Proposing a first-year Monroe Scholar Project

First-year Monroe Scholars should propose pilot studies to gain valuable research skills and begin down the path towards a full-fledged research project. Summer research housing may be available to you for one summer session, if you need to remain on campus to conduct your research.

Each selected project will receive a stipend of $1,000. Successful applicants plan to devote at least  3 full-time weeks (>120 hours) to their projects. Many projects may take longer than this. Some Scholars break up the 3 or more weeks into smaller chunks over the summer.

First-Year Monroe Grant applications were due by noon on Friday, March 6, 2020.

Things To Consider
  1. Access the online application by clicking this link (available when applications are open) and create an account using your address. Make sure you select "First-Year Monroe Grant" from the drop-down menu.
  2. Each applicant must consult with a project advisor who is a William & Mary faculty member knowledgeable about the topic. The project advisor will confirm that they have worked with you on the proposal and will submit a letter of recommendation endorsing your research. If you have questions about finding an advisor, or how to come up with a project topic, meet with a Peer Scholarship Advisor or visit Research Matchmaker.
  3. If your research will involve human or vertebrate animal subjects or hazardous substances in any way, you must complete the CITI training and submit your research protocol to the Student IRB or other appropriate review board before your project can receive funding. You will need to work closely with your advisor on this.
  4. If your research involves international travel, you must purchase travel insurance.
  5. If your proposal includes travel to a country under a travel warning, you must petition for approval.
The Application Process

Materials Needed to Apply for a First Year Monroe Grant
Project Proposal Prompts

The project proposal questions will be answered within the online application via Embark. You will be asked to respond to the following prompts:

  • Section 1: What question(s) do you hope to answer with your research? (<100 words)
  • Section 2: Explain the relevance of this work in the greater scheme of things. What new knowledge or interpretation might be gained from this research? (<150 words)
  • Section 3: Did a course or academic experience inspire your choice of research topic? Describe other coursework or independent experience that prepared you to conduct this research. (<100 words)
  • Section 4: Discuss your methodology. What is your research plan? Where do you propose to conduct the research? What resources do you need to conduct this project? Include a project timeline, making sure that the project lasts a minimum of three full-time weeks. (Note: the project may be spread out over multiple chunks of time, as long as it lasts at least 120 hours.) (<350 words)
  • Section 5: The goal of this funding is to start you on a successful undergraduate research trajectory. How do you think this research project fits in with your intellectual development? Do you think this project might lead to further work (for example: continued research experience, an independent study during the next academic year, a portfolio, etc.)? (<200 words)

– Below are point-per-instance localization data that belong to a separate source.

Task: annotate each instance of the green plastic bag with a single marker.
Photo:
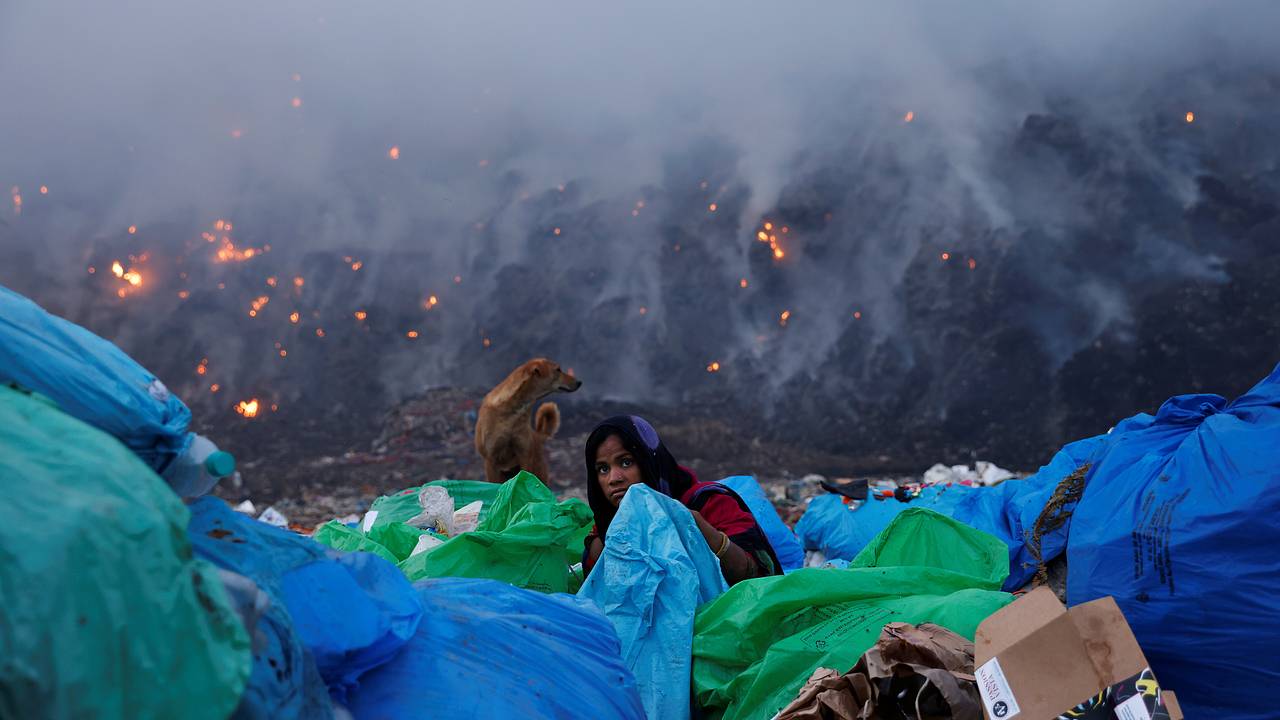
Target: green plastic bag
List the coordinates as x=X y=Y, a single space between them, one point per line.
x=104 y=613
x=757 y=645
x=402 y=506
x=521 y=541
x=351 y=540
x=400 y=538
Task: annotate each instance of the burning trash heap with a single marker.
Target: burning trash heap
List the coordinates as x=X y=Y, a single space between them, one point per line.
x=464 y=598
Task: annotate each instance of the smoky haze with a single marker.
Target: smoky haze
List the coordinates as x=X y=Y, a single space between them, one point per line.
x=992 y=190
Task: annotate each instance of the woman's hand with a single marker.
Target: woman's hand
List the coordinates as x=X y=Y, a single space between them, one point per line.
x=735 y=563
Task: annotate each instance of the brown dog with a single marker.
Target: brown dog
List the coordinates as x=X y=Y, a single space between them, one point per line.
x=504 y=438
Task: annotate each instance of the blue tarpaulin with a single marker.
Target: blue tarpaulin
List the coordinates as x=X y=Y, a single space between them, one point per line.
x=490 y=650
x=333 y=616
x=785 y=543
x=653 y=574
x=1178 y=523
x=91 y=379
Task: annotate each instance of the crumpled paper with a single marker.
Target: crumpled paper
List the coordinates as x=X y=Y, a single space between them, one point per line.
x=913 y=671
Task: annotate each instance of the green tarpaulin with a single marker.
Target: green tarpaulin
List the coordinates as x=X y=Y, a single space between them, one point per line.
x=755 y=645
x=104 y=613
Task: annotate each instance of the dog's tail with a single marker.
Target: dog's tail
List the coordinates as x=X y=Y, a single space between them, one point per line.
x=547 y=419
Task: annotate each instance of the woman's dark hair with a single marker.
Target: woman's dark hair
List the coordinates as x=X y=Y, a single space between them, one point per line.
x=658 y=468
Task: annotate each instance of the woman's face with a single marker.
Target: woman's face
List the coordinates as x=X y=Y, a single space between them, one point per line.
x=616 y=469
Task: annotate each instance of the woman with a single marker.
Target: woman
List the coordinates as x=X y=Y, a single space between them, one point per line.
x=624 y=451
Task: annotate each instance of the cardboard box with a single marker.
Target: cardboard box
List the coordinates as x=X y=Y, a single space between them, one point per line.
x=1037 y=660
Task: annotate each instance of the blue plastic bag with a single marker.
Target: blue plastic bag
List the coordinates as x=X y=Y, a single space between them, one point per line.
x=91 y=379
x=1178 y=523
x=653 y=574
x=333 y=616
x=1008 y=511
x=785 y=543
x=490 y=650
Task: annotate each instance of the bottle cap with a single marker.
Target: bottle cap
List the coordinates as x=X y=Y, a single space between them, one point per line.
x=220 y=464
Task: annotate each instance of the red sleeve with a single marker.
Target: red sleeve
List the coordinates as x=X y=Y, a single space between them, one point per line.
x=726 y=516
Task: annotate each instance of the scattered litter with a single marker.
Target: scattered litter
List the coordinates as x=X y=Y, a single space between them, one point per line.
x=437 y=510
x=273 y=516
x=1038 y=659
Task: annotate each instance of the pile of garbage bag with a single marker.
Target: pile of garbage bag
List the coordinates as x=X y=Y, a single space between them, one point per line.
x=758 y=643
x=105 y=611
x=449 y=598
x=520 y=533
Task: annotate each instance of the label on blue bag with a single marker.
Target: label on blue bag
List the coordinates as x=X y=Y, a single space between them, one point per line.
x=1133 y=709
x=996 y=695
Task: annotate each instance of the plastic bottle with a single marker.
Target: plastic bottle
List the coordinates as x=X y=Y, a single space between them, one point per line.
x=197 y=470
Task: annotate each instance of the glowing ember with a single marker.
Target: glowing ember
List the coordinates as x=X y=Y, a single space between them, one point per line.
x=257 y=305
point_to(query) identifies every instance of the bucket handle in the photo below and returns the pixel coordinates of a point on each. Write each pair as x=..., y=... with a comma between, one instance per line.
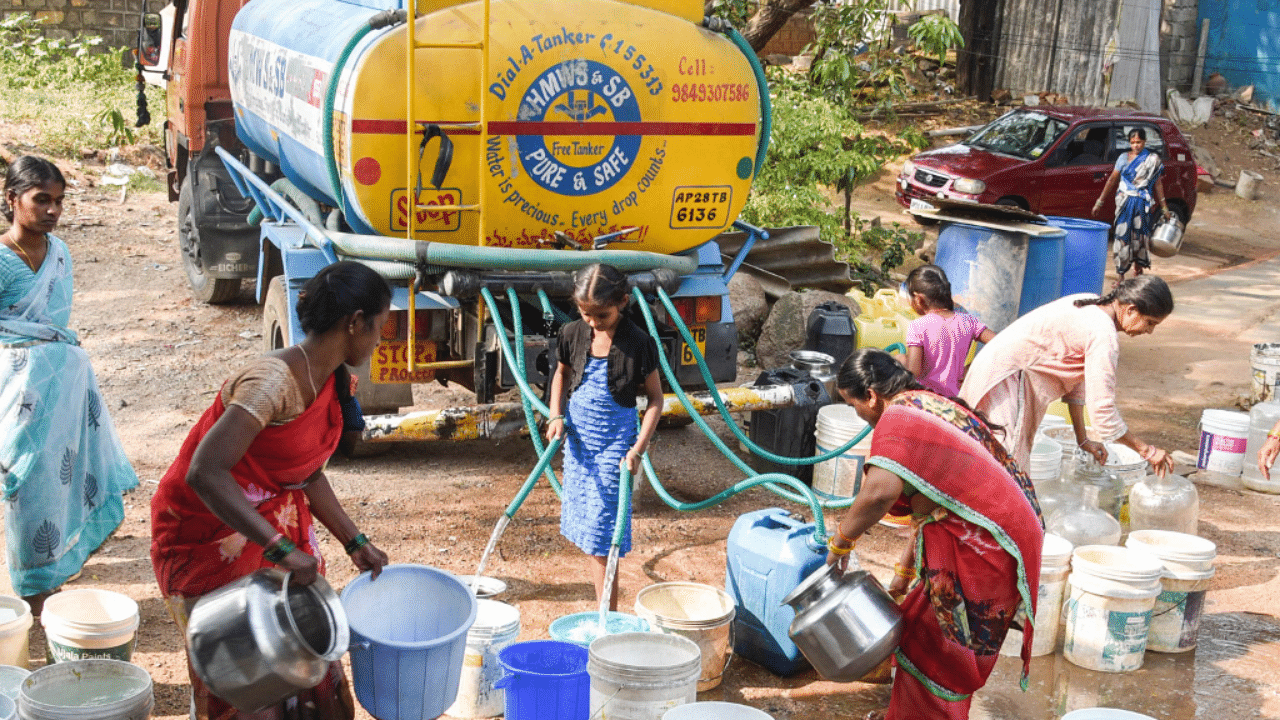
x=603, y=705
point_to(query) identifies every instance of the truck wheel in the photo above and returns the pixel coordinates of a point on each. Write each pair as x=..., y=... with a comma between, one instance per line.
x=204, y=287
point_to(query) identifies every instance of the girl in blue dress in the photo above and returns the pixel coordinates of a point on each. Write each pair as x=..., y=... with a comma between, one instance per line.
x=604, y=360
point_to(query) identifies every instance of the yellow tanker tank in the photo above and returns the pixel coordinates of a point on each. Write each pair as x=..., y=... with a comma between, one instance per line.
x=598, y=117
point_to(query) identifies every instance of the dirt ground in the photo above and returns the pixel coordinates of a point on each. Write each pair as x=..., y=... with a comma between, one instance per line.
x=160, y=356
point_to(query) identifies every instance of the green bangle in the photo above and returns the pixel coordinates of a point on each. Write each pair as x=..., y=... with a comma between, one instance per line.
x=278, y=550
x=356, y=543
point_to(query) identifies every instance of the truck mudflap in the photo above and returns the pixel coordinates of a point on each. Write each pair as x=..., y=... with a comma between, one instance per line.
x=224, y=242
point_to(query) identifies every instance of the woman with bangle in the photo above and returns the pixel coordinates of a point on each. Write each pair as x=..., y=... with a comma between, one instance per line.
x=1270, y=450
x=1068, y=349
x=1136, y=181
x=250, y=477
x=972, y=568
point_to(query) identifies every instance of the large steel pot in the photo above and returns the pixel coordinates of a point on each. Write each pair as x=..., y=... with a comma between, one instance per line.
x=846, y=623
x=1168, y=236
x=259, y=639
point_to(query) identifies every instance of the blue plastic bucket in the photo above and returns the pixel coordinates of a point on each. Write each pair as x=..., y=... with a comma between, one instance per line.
x=1042, y=279
x=408, y=636
x=1086, y=254
x=986, y=268
x=545, y=680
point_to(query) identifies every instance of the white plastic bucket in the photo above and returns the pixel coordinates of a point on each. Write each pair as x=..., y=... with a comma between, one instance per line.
x=839, y=477
x=1055, y=564
x=1265, y=360
x=716, y=710
x=1224, y=436
x=87, y=623
x=87, y=689
x=497, y=627
x=1262, y=418
x=1188, y=570
x=699, y=613
x=641, y=675
x=10, y=680
x=14, y=637
x=1046, y=460
x=1109, y=611
x=1129, y=468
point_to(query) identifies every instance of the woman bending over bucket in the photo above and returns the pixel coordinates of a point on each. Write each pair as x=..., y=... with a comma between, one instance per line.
x=1068, y=349
x=250, y=475
x=973, y=564
x=604, y=360
x=63, y=468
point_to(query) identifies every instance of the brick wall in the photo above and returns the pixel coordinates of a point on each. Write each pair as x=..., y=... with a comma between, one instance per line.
x=115, y=21
x=792, y=37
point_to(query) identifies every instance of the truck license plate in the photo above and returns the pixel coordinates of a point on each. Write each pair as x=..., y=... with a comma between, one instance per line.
x=389, y=363
x=686, y=354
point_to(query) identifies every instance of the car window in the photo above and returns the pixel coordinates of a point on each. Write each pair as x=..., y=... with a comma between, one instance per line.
x=1087, y=145
x=1155, y=141
x=1020, y=133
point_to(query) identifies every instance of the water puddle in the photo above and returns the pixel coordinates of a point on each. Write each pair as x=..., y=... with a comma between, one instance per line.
x=1230, y=674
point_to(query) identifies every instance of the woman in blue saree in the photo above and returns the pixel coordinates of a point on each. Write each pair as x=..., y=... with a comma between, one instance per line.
x=1136, y=181
x=60, y=459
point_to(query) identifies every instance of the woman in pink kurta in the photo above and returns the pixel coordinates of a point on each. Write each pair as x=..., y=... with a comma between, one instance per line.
x=1068, y=349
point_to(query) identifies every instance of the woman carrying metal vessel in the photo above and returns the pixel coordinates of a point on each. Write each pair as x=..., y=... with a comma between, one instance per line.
x=250, y=477
x=1136, y=181
x=1068, y=349
x=974, y=557
x=63, y=468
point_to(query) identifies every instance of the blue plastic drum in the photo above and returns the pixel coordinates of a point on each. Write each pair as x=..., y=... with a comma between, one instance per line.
x=1042, y=279
x=986, y=268
x=1086, y=254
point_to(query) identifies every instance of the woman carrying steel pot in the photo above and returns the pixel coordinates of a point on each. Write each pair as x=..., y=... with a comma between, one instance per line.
x=250, y=477
x=972, y=565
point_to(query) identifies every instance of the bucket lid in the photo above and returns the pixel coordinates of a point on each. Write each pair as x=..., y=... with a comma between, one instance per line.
x=1116, y=563
x=494, y=618
x=1225, y=419
x=1178, y=547
x=714, y=710
x=1056, y=551
x=684, y=605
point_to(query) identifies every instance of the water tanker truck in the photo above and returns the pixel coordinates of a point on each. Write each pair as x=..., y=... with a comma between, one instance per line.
x=462, y=150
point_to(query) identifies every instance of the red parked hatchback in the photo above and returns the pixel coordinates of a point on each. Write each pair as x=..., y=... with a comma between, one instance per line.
x=1052, y=160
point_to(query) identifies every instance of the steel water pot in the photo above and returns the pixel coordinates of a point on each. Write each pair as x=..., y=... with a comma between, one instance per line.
x=846, y=623
x=259, y=639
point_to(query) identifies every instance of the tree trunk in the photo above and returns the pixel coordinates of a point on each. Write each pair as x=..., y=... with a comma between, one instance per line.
x=769, y=19
x=976, y=62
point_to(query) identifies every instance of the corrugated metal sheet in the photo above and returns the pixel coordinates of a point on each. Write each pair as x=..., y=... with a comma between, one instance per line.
x=796, y=255
x=1055, y=45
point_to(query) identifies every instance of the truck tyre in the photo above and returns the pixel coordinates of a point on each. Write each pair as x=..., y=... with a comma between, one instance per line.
x=204, y=287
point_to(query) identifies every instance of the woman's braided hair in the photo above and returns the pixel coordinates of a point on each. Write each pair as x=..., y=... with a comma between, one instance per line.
x=26, y=173
x=1148, y=294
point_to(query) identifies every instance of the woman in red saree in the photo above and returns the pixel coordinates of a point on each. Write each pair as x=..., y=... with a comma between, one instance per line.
x=977, y=543
x=250, y=477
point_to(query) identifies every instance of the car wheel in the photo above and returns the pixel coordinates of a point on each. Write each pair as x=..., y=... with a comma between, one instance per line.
x=204, y=287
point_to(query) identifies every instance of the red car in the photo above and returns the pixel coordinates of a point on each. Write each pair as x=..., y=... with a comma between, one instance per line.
x=1050, y=160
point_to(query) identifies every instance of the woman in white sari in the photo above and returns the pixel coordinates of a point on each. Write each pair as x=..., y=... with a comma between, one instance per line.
x=60, y=459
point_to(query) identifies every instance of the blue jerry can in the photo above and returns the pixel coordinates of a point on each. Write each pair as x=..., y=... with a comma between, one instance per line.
x=768, y=554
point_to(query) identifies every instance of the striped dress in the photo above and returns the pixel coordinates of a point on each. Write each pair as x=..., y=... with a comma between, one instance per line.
x=600, y=433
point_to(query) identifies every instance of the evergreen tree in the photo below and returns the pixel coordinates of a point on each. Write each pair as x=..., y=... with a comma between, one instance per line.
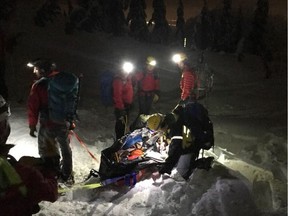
x=161, y=29
x=258, y=43
x=259, y=27
x=180, y=23
x=118, y=20
x=137, y=19
x=203, y=28
x=226, y=28
x=86, y=16
x=47, y=13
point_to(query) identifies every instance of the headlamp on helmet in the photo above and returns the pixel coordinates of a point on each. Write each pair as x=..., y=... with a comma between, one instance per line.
x=179, y=57
x=44, y=66
x=151, y=61
x=4, y=109
x=127, y=67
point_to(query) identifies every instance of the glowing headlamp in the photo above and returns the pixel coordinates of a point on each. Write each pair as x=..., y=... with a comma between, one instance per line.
x=176, y=58
x=127, y=67
x=30, y=64
x=152, y=63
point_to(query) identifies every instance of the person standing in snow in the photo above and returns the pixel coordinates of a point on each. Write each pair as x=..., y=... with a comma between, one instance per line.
x=122, y=97
x=190, y=130
x=148, y=86
x=188, y=78
x=50, y=132
x=22, y=187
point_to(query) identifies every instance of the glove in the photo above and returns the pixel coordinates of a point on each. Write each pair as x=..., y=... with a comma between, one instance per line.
x=120, y=113
x=71, y=125
x=33, y=130
x=183, y=102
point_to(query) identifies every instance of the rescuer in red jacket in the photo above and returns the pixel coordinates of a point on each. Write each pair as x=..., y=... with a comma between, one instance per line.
x=123, y=98
x=188, y=78
x=148, y=86
x=22, y=187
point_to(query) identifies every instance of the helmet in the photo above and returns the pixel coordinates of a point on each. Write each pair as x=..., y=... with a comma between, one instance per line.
x=154, y=121
x=127, y=67
x=169, y=119
x=45, y=66
x=179, y=57
x=151, y=61
x=4, y=109
x=4, y=125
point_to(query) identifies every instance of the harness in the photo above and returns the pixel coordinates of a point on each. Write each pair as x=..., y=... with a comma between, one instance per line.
x=10, y=180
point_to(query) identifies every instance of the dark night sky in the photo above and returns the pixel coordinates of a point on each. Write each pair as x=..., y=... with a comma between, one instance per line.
x=193, y=7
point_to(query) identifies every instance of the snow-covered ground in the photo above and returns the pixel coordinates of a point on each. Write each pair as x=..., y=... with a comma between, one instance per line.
x=249, y=113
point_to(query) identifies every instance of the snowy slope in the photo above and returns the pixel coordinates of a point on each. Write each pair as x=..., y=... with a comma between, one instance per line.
x=248, y=111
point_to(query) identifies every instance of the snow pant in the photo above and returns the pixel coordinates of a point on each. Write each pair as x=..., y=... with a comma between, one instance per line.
x=145, y=102
x=121, y=125
x=49, y=140
x=3, y=86
x=174, y=155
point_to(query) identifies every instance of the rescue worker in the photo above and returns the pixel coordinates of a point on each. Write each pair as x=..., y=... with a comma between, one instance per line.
x=22, y=187
x=148, y=86
x=50, y=132
x=188, y=78
x=122, y=97
x=186, y=136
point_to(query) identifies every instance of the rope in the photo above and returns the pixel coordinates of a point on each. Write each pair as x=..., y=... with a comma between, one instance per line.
x=84, y=146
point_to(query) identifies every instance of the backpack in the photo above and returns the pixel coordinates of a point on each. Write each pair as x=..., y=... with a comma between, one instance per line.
x=106, y=87
x=201, y=126
x=63, y=94
x=11, y=185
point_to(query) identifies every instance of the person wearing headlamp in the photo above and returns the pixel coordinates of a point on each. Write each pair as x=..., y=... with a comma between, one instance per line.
x=122, y=98
x=188, y=78
x=148, y=86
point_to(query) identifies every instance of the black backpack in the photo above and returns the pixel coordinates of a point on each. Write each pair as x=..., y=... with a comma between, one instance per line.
x=197, y=119
x=63, y=96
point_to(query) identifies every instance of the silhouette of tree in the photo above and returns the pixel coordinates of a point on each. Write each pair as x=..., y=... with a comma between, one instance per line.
x=180, y=24
x=136, y=19
x=160, y=32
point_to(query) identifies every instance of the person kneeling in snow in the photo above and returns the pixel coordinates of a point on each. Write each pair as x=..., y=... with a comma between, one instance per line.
x=22, y=187
x=189, y=130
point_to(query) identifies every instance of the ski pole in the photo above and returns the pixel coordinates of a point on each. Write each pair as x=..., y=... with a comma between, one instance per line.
x=83, y=144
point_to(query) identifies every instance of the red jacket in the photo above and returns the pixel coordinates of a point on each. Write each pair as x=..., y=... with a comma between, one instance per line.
x=122, y=92
x=148, y=81
x=38, y=189
x=187, y=82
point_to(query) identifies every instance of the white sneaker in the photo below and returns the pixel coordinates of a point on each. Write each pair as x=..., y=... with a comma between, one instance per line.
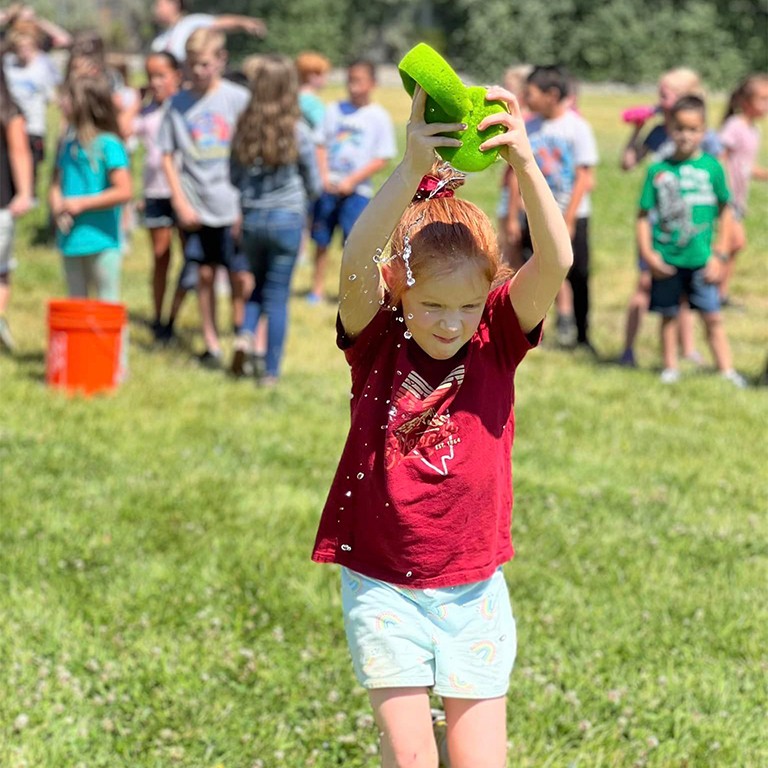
x=670, y=376
x=735, y=378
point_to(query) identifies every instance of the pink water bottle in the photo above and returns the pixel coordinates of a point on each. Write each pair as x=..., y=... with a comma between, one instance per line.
x=638, y=115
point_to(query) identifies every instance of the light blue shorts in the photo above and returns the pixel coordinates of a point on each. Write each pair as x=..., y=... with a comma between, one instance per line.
x=461, y=641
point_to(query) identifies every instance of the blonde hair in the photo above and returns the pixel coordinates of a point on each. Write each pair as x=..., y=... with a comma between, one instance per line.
x=204, y=40
x=92, y=108
x=310, y=63
x=683, y=81
x=442, y=232
x=266, y=130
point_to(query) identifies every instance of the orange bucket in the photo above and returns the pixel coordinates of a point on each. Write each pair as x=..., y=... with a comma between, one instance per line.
x=85, y=345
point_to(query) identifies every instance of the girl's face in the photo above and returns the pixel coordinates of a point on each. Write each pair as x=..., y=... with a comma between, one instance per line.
x=667, y=96
x=163, y=78
x=756, y=106
x=442, y=312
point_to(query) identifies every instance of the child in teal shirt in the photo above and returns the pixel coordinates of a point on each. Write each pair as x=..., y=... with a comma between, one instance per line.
x=689, y=194
x=91, y=181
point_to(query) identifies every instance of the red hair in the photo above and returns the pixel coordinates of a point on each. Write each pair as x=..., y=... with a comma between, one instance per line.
x=443, y=232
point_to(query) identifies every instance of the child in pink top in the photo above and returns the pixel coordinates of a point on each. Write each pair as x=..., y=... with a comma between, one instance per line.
x=419, y=512
x=741, y=139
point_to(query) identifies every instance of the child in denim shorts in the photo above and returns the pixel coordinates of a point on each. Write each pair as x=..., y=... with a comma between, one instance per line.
x=419, y=511
x=688, y=193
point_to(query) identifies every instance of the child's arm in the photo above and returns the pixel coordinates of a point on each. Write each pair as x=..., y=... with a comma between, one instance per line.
x=21, y=166
x=360, y=286
x=347, y=186
x=188, y=216
x=659, y=267
x=583, y=183
x=713, y=269
x=119, y=191
x=534, y=287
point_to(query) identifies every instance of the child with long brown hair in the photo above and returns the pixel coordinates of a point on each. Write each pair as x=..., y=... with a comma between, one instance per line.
x=740, y=137
x=15, y=193
x=91, y=181
x=419, y=512
x=273, y=165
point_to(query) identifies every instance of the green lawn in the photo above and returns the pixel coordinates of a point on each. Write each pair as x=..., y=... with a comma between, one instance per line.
x=157, y=602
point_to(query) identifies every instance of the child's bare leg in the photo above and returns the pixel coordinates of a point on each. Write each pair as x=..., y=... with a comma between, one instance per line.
x=5, y=292
x=205, y=298
x=638, y=306
x=242, y=286
x=161, y=250
x=685, y=330
x=718, y=341
x=669, y=342
x=405, y=724
x=321, y=264
x=564, y=300
x=472, y=723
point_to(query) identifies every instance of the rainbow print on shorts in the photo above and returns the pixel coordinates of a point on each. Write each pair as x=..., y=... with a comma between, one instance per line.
x=387, y=620
x=457, y=684
x=484, y=651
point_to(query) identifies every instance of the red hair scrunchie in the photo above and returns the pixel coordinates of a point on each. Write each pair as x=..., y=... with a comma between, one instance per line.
x=428, y=185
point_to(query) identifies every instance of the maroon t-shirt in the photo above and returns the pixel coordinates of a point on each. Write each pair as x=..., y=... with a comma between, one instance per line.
x=423, y=493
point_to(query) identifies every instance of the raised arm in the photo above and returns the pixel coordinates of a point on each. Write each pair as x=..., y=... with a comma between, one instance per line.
x=21, y=166
x=534, y=287
x=360, y=286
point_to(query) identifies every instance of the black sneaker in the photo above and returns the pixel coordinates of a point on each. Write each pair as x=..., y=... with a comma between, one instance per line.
x=211, y=360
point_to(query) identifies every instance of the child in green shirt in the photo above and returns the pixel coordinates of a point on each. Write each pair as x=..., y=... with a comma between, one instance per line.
x=688, y=193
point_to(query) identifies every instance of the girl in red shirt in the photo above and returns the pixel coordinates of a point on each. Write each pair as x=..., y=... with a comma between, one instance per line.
x=419, y=512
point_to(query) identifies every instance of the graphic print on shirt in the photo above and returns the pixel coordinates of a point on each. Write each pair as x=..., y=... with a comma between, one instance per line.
x=421, y=427
x=212, y=136
x=554, y=156
x=675, y=198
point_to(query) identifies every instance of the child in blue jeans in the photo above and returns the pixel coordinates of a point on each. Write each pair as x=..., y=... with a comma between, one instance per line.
x=91, y=181
x=273, y=165
x=357, y=140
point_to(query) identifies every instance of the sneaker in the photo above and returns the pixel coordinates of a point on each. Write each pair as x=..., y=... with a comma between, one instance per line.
x=627, y=360
x=565, y=331
x=670, y=376
x=440, y=727
x=242, y=357
x=735, y=378
x=586, y=346
x=6, y=340
x=210, y=360
x=695, y=358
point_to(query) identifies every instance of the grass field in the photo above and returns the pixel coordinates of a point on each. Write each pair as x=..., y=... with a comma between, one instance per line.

Note: This proposal must be written by the student. However, we do encourage project advisors to read it and make constructive comments.

Recommendation Letter

A recommendation letter is required from the W&M faculty member who has agreed to be your Project Advisor. You must meet to discuss your proposal with the project advisor before registering them in the system. When you enter the faculty member's name and email into the Embark application system, they will get a prompt to submit a letter on your behalf. Please do this before your application deadline, so they have enough time to complete & submit the letter.

The letter of recommendation is due two days after your application deadline and must be received in order for your proposal to be considered for funding. You are responsible for checking online whether the letter has been submitted by the letter of recommendation deadline.

Please note that William and Mary 1693 Scholars are not eligible to apply for the First-year Monroe grant, but can use 1693 funding in a similar way.